How Houston Will Fund (At Least Part Of) Its Recovery

Carlos Villegas

Flooding during Harvey. Photo: Flickr user World Meteorological Organization.

Houston Mayor Sylvester Turner, originally sought a temporary nine percent property tax hike to finance the city’s recovery after Harvey. His back and forth with Texas Governor Greg Abbott urging the state to tap into its emergency Rainy Day Fund garnered headlines. Instead of leveraging that fund, though, Abbott delivered $50 million of the state’s $100 million disaster relief fund to the city. In response, Turner took the temporary tax hike off the table but $50 million won’t cover the city’s expenses.

The most recent report, from Moody’s Analytics, puts the total loss of the storm at an estimated $81.5 billion, down from the original projection of up to $108 billion, right after the storm.

Now, as part of the effort to cover those costs, the city has asked volunteers to report their hours in Harvey relief efforts to optimize Public Assistance funds from the federal government. Even if volunteers worked out of sheer altruism, registering their hours can ensure the full cost of the recovery is covered.

Source: Moody’s Analytics.

That $81.5 billion number includes $73 billion in property damage to residential real estate, commercial real estate, retail, office, and apartment damage. Additionally, the total cost includes $8.5 billion in lost output. Despite the large losses in damages, Harvey was not as destructive to economic output as is usually expected from similar disasters, according to the original Moody’s Analytics report.

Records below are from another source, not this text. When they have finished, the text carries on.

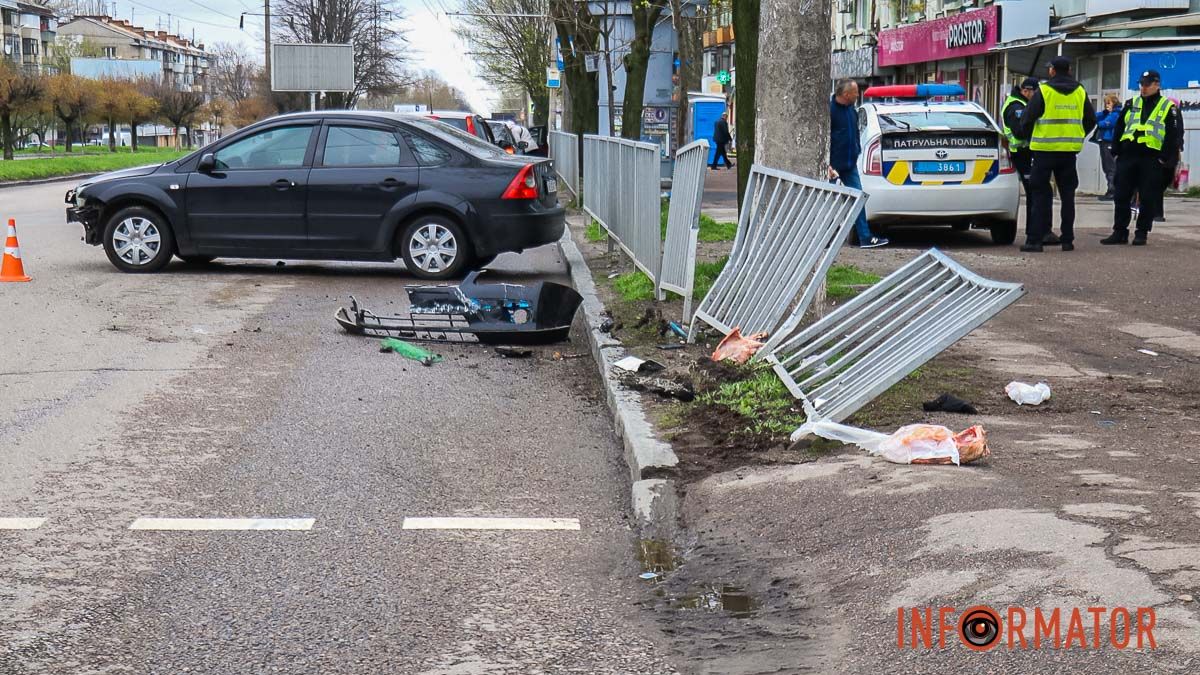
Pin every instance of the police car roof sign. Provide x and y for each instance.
(312, 67)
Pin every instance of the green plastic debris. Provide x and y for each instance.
(411, 351)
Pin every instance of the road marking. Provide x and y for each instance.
(491, 524)
(21, 523)
(211, 524)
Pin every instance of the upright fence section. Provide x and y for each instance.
(683, 222)
(855, 353)
(621, 191)
(789, 233)
(564, 149)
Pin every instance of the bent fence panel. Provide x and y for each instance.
(683, 222)
(855, 353)
(621, 191)
(790, 231)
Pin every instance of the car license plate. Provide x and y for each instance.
(940, 167)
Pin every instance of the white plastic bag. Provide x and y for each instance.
(1027, 394)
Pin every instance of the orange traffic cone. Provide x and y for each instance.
(11, 269)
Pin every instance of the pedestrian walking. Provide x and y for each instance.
(1105, 124)
(1019, 148)
(1056, 121)
(845, 147)
(1150, 137)
(721, 138)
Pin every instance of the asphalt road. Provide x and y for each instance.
(229, 392)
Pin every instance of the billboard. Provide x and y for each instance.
(312, 67)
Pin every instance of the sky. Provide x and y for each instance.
(430, 36)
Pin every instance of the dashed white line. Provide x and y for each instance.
(21, 523)
(491, 524)
(222, 524)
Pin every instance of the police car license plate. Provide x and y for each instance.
(940, 167)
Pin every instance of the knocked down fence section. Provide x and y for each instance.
(621, 191)
(564, 149)
(838, 364)
(683, 222)
(789, 233)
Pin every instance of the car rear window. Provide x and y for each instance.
(459, 138)
(935, 120)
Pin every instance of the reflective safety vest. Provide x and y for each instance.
(1151, 132)
(1014, 143)
(1061, 126)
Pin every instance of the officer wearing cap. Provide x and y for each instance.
(1149, 142)
(1019, 148)
(1056, 121)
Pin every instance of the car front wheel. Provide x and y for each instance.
(138, 240)
(435, 248)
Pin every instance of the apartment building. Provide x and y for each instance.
(181, 61)
(28, 31)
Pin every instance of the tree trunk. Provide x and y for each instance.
(646, 15)
(6, 130)
(793, 87)
(745, 28)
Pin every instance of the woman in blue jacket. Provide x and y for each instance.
(1105, 123)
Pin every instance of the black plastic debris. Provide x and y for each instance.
(492, 314)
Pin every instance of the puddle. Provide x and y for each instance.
(721, 598)
(657, 555)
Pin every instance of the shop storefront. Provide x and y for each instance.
(952, 49)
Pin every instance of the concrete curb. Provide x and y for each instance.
(45, 180)
(653, 497)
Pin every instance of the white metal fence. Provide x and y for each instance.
(621, 191)
(564, 149)
(683, 222)
(789, 233)
(855, 353)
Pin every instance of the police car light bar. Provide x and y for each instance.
(913, 90)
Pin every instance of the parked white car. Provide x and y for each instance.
(936, 163)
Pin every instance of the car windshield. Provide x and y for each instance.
(461, 139)
(935, 120)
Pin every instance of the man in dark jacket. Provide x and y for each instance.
(1018, 148)
(844, 150)
(721, 139)
(1056, 121)
(1149, 141)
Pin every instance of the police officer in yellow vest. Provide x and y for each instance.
(1019, 148)
(1147, 142)
(1056, 121)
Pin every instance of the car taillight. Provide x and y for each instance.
(1006, 162)
(523, 186)
(874, 159)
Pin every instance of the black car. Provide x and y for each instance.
(337, 185)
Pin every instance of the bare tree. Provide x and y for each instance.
(233, 72)
(508, 40)
(793, 87)
(371, 25)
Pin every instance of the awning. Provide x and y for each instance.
(1030, 42)
(1171, 21)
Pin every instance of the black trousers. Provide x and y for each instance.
(1023, 161)
(1141, 174)
(720, 154)
(1061, 166)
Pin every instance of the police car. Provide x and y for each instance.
(935, 162)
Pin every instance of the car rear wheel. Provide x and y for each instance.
(138, 240)
(435, 248)
(1003, 233)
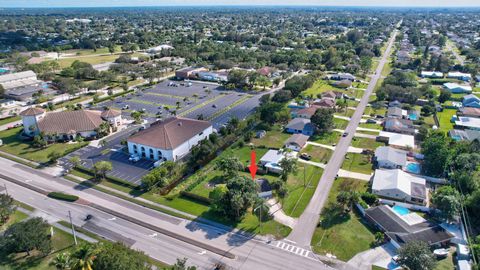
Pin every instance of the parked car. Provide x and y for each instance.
(305, 156)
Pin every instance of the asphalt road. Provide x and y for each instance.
(303, 231)
(250, 253)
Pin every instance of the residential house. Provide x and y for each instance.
(400, 186)
(431, 74)
(402, 126)
(342, 76)
(457, 88)
(171, 139)
(460, 76)
(464, 135)
(296, 142)
(300, 125)
(189, 72)
(471, 100)
(64, 125)
(306, 113)
(401, 229)
(390, 158)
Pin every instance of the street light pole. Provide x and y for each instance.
(73, 228)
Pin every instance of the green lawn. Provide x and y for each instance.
(61, 242)
(326, 138)
(9, 120)
(319, 154)
(357, 163)
(339, 233)
(444, 119)
(319, 87)
(14, 145)
(300, 189)
(17, 216)
(340, 123)
(371, 126)
(275, 138)
(366, 143)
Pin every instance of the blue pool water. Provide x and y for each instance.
(400, 210)
(413, 168)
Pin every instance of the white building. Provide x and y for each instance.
(390, 158)
(400, 186)
(171, 139)
(431, 74)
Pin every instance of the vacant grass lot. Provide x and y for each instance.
(319, 154)
(339, 233)
(444, 119)
(275, 138)
(14, 145)
(357, 163)
(326, 138)
(366, 143)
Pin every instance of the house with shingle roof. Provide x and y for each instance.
(170, 139)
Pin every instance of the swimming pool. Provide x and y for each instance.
(402, 211)
(413, 167)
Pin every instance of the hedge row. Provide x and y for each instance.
(63, 196)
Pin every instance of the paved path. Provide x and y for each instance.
(302, 233)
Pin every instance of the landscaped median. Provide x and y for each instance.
(63, 196)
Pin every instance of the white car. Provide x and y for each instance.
(134, 158)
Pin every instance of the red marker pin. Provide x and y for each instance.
(253, 164)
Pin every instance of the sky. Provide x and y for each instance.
(116, 3)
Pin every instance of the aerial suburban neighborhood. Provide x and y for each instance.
(239, 137)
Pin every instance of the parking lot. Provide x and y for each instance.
(192, 100)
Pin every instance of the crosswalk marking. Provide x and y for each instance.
(293, 249)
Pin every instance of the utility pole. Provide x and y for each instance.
(73, 228)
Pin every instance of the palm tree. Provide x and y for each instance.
(63, 261)
(84, 257)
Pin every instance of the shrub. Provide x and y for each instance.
(63, 196)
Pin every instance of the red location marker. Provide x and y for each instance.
(253, 164)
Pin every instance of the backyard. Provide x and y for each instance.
(14, 145)
(339, 233)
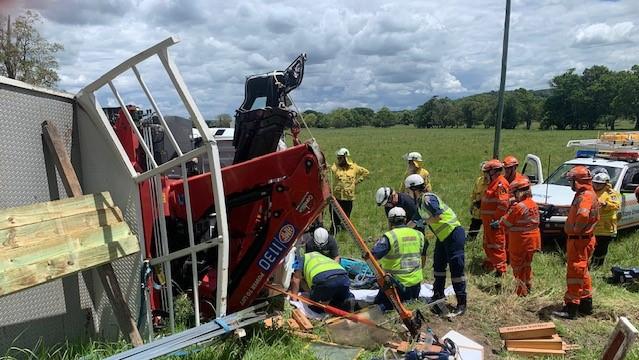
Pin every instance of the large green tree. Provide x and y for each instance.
(24, 54)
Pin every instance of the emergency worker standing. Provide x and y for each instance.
(414, 166)
(475, 202)
(389, 198)
(449, 247)
(580, 243)
(609, 205)
(494, 204)
(346, 175)
(510, 169)
(323, 243)
(326, 279)
(522, 224)
(401, 253)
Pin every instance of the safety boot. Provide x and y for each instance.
(440, 308)
(585, 306)
(461, 307)
(569, 311)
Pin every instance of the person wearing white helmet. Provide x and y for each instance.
(414, 166)
(475, 202)
(345, 175)
(606, 228)
(322, 242)
(401, 252)
(389, 198)
(449, 247)
(326, 279)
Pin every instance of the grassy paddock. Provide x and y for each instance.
(453, 156)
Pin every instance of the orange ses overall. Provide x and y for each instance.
(582, 218)
(494, 204)
(522, 223)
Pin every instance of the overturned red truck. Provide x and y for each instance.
(271, 196)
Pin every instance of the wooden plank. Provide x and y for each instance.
(26, 276)
(36, 236)
(35, 213)
(65, 244)
(551, 343)
(536, 352)
(304, 335)
(274, 322)
(105, 272)
(528, 331)
(302, 320)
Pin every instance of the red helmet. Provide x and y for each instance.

Although the economic cost of Harvey is not as great as was originally feared it still represents a considerable burden to state and local leaders as recovery continues. The extensive and unexpected expenses from major natural disasters are primarily financed by the federal government through the Federal Emergency Management Admiration (FEMA) through provisions of the Stafford Act.

 

The financing discussion can leave many people on edge, with local leaders trying to ensure the full cost of the damage is covered and higher jurisdictions seek to maintain fiscal solvency amid the increasing number of disaster situations.

Through the many paths for federal financial assistance after a disaster, a significant portion comes from the Public Assistance component of the FEMA federal aid. According to the FEMA Public Assistance Program and Policy Guide, emergency work funded through this program is categorized as debris removal and emergency protective measures. To be funded this work has to principally be tied to the disaster region and adequately documented. FEMA determines the payment by evaluating several factors, primarily the cost reasonableness, market price for the service, and other factors such as worker shortages during the disaster.

“In times like these, it’s important to have fiscal responsibility as opposed to financial panic,” Abbott said during a recent news conference, pushing back against Houston’s requests. While the statement is appropriate enough, the fiscal instability of the FEMA and the National Flood Insurance Program (NFIP) should oblige state and local leaders to consider alternative funding mechanisms throughout the recovery.

The increasing number of federal disasters in recent years as well as the outmoded flood risk maps are at least partially responsible for the fiscal insecurity faced by FEMA and the NFIP. This year alone there have been 49 major disaster declarations from FEMA and 15 emergency declarations. The extensive number of disasters makes the need for reform of the nation’s disaster financing system all the more urgent. It is time for local, state, and federal leaders to adopt innovative changes and reevaluate disaster mitigation programs.

Carlos Villegas is a staff researcher with the Kinder Institute’s Urban and Metropolitan Governance program.